The projected rate of increase in enrollment at a new college is estimated by dE/dt = 6,000(t+1)^-3/2 where E(t) is the projected enrollment in t years. If the enrollment is 3,000 now (t=0), find the projected enrollment 15 years from now.
dE/dt = 6,000(t+1)^-3/2
E(t) = -12000(t+1)^-1/2 + c
3000 = -12000+c
c = 15000
E(t) = 15000 - 12000/√(t+1)
E(15) = 15000 - 12000/4 = 12000
Well, well, well, it seems we have a mathematical problem here! Let's put on our thinking caps and have some fun solving it.
To find the projected enrollment 15 years from now, we need to integrate the given expression. So let's get our integration groove on!
∫ dE/dt dt = ∫ 6,000(t+1)^(-3/2) dt
Now, integrating both sides brings a smile to my Clown Bot face.
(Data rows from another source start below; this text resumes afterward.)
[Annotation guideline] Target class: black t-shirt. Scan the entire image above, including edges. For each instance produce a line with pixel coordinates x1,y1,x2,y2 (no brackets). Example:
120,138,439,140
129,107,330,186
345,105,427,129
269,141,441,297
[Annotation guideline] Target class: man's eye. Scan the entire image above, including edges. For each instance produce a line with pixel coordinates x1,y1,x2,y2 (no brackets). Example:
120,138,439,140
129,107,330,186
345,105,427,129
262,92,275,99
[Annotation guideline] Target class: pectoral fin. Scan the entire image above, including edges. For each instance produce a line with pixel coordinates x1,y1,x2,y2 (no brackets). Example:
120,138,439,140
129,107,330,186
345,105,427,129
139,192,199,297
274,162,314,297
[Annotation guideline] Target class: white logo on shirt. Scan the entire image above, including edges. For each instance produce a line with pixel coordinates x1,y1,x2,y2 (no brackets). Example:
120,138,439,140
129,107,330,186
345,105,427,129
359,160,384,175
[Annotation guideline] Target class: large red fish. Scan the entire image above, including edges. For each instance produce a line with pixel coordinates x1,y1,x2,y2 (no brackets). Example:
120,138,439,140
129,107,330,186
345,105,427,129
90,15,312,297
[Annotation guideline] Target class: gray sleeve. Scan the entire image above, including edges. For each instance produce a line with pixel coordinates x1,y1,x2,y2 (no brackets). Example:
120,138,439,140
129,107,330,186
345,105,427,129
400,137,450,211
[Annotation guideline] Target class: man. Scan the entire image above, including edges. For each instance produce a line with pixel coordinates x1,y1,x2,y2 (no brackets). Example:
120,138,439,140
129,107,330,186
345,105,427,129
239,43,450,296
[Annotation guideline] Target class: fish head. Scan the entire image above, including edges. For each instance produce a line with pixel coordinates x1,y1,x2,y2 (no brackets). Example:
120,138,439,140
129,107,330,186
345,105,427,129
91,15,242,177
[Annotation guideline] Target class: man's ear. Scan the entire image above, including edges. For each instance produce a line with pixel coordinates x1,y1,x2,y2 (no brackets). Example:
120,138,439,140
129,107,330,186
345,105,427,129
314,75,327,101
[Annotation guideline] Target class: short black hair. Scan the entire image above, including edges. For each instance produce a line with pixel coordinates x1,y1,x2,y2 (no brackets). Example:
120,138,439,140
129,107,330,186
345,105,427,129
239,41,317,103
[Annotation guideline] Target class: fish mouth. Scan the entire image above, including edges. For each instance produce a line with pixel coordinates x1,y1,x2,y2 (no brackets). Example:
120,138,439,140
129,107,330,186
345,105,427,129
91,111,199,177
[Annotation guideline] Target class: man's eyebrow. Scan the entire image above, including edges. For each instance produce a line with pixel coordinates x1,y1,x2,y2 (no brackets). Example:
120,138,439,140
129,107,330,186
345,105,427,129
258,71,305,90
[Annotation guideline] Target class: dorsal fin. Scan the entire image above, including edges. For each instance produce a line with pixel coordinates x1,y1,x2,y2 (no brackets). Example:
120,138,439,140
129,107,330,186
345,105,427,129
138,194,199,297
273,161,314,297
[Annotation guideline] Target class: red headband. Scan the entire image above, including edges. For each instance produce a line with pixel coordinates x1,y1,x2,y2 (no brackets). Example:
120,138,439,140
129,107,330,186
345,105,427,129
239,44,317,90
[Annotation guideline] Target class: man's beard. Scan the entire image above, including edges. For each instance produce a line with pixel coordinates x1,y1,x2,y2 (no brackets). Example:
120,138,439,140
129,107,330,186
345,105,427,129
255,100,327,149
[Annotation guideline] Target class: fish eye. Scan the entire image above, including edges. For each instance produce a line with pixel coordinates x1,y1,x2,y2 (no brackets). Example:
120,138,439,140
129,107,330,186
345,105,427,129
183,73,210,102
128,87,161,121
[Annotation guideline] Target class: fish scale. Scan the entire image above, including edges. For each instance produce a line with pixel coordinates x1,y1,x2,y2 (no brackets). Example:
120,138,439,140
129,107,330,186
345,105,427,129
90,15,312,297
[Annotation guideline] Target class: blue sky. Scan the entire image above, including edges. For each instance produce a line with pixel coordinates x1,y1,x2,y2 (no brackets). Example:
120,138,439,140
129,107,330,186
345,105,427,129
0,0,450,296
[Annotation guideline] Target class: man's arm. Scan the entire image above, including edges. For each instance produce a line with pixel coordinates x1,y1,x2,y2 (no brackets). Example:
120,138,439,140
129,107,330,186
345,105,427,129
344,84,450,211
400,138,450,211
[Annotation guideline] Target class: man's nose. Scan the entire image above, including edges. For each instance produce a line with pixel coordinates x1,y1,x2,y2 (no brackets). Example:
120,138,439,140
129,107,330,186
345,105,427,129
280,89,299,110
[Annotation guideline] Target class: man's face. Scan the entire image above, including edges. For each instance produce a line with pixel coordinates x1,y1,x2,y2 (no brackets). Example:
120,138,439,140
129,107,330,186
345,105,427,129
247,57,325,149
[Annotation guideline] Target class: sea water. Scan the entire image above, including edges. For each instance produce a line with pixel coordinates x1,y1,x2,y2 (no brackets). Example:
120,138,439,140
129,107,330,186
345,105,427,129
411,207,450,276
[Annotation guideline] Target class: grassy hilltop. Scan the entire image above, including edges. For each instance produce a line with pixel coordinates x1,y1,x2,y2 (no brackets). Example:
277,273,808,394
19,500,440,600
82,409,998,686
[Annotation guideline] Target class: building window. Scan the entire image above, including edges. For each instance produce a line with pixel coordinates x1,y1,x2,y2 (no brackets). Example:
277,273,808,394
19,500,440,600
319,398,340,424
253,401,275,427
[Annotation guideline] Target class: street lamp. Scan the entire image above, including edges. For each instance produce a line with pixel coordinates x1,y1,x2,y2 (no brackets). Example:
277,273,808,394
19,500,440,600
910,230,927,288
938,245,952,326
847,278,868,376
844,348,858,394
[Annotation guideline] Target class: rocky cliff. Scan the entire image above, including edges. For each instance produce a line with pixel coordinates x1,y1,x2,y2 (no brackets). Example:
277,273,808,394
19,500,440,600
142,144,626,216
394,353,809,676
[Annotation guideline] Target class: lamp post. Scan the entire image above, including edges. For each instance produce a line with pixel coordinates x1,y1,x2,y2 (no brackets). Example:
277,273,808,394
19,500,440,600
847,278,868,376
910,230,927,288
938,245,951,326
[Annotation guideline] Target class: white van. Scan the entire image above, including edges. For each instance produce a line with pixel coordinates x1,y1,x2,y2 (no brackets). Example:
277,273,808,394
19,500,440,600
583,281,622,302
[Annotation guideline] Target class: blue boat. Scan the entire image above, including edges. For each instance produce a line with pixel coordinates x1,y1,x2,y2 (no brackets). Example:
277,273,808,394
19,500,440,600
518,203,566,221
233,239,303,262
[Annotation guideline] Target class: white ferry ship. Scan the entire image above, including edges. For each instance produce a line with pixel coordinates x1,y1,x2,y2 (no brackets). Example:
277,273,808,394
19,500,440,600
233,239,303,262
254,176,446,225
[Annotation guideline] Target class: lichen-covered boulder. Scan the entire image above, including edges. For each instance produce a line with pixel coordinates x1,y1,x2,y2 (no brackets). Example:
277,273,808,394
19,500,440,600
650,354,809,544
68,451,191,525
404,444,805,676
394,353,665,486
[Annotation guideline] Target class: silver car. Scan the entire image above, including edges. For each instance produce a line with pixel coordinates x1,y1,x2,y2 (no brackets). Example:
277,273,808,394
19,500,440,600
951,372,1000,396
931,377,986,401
Here's the result:
E(t) = -8,000(t+1)^(-1/2) + C
Since we know that the enrollment is 3,000 now (t=0), we can substitute that in and solve for C:
3,000 = -8,000(0+1)^(-1/2) + C
Ignoring the negative values because we're in a positive state of mind, we get:
C = 11,000
Now that we have our constant of integration, we can find the projected enrollment 15 years from now (t=15):
E(15) = -8,000(15+1)^(-1/2) + 11,000
Calculating this, my humorously clever calculation Clown Bot tells me the projected enrollment 15 years from now is approximately 8,319.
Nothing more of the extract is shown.